We will continue to work with the Boston house price dataset.

In [1]:
from sklearn.datasets import load_boston
from sklearn.model_selection import train_test_split
import numpy as np

In [2]:
boston_obj = load_boston()
data_train, data_test, price_train, price_test = train_test_split(boston_obj.data, boston_obj.target)
data_train = np.delete(data_train, [2, 6], axis=1)
data_test = np.delete(data_test, [2, 6], axis=1)
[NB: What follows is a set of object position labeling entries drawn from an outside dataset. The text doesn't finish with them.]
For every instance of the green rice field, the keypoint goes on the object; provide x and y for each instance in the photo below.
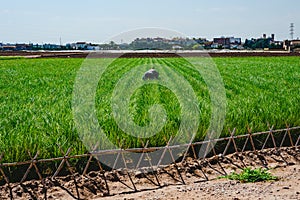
(36, 101)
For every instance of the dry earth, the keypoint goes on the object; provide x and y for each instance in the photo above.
(285, 165)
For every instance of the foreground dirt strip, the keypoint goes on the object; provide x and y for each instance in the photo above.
(200, 178)
(288, 187)
(141, 54)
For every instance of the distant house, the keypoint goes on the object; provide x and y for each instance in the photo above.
(8, 48)
(291, 45)
(263, 43)
(177, 47)
(226, 42)
(51, 47)
(80, 45)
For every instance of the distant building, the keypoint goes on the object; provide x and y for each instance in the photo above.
(291, 45)
(8, 48)
(263, 43)
(226, 42)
## Fitting with LASSO regression

LASSO regression is implemented via the `Lasso` object provided by **scikit-learn**.

In [3]:
from sklearn.linear_model import Lasso
from sklearn.metrics import mean_squared_error
from sklearn.model_selection import cross_val_score

In [4]:
lasso1 = Lasso(alpha=1)    # alpha is a hyperparameter controlling regularization
lasso1.fit(data_train, price_train)
lasso1.predict([[    # An example prediction
    1,      # Per capita crime rate
    25,     # Proportion of land zoned for large homes
    1,      # Tract bounds the Charles River
    0.3,    # NOX concentration
    10,     # Average number of rooms per dwelling
    10,     # Weighted distance to employment centers
    3,      # Index for highway accessibility
    400,    # Tax rate
    15,     # Pupil/teacher ratio
    200,    # Index for number of blacks
    5       # % lower status of population
]])

array([ 26.13154937])

In [5]:
predprice = lasso1.predict(data_train)
mean_squared_error(price_train, predprice)

26.602548859655187

Cross-validation via LASSO looks very similar to cross-validation with ridge regression.

In [6]:
import pandas as pd
from pandas import DataFrame

In [7]:
alpha = [.125, .25, .5, 1, 2, 4, 8, 16, 32, 64, 128]    # Candidate alphas
res = dict()

for a in alpha:
    lasso2 = Lasso(alpha=a)
    res[a] = cross_val_score(lasso2, data_train, price_train, scoring='neg_mean_squared_error', cv = 10)

res_df = DataFrame(res)

res_df

Unnamed: 0,0.125,0.25,0.5,1.0,2.0,4.0,8.0,16.0,32.0,64.0,128.0
0,-23.578552,-25.183016,-26.884422,-31.086422,-34.485346,-38.574984,-42.013423,-49.505125,-68.654366,-73.079089,-74.038808
1,-20.727668,-21.359924,-22.538832,-25.758314,-30.071691,-37.159435,-39.127933,-43.239196,-57.843196,-62.193022,-63.710823
2,-24.792004,-24.747319,-23.587147,-22.893052,-24.911051,-29.382137,-31.754362,-38.914857,-62.963909,-67.371269,-68.373116
3,-36.07284,-35.343506,-34.592405,-34.378515,-38.586243,-47.179857,-48.512042,-52.567526,-67.043069,-64.899899,-64.886922
4,-21.143216,-21.856128,-24.002821,-29.682242,-33.611047,-39.124863,-41.797128,-48.082617,-67.442011,-70.980608,-73.746373
5,-17.748703,-18.31582,-18.985668,-21.821554,-22.791731,-23.715189,-22.8662,-23.608628,-36.321938,-38.026512,-44.162521
6,-20.017082,-18.52872,-17.862859,-18.290466,-20.09978,-23.648307,-25.421354,-30.180902,-47.672406,-50.415362,-51.070062
7,-48.076614,-47.579222,-46.86286,-46.316435,-48.783352,-55.088865,-60.914061,-73.309961,-99.531297,-103.554066,-104.517061
8,-24.484715,-25.516003,-28.669419,-37.083196,-43.438188,-53.792811,-54.927445,-58.983855,-73.110627,-76.587099,-79.387674
9,-16.880481,-16.697835,-17.001803,-18.449687,-21.168183,-24.371581,-24.297903,-24.005189,-29.901779,-29.884072,-29.434281


In [8]:
res_df.mean()

0.125     -25.352187
0.250     -25.512749
0.500     -26.098824
1.000     -28.575989
2.000     -31.794661
4.000     -37.203803
8.000     -39.163185
16.000    -44.239786
32.000    -61.048460
64.000    -63.699100
128.000   -65.332764
dtype: float64

Again, a smaller $\alpha$ leads to better fits.

In [9]:
lasso3 = Lasso(alpha=0.125)
lasso3.fit(data_train, price_train)

testpredprice = lasso3.predict(data_test)
mean_squared_error(price_test, testpredprice)

24.883894478966027

Overall it seems that LASSO regression doesn't do better than OLS. In fact, it seems like regularization doesn't produce better models for this dataset.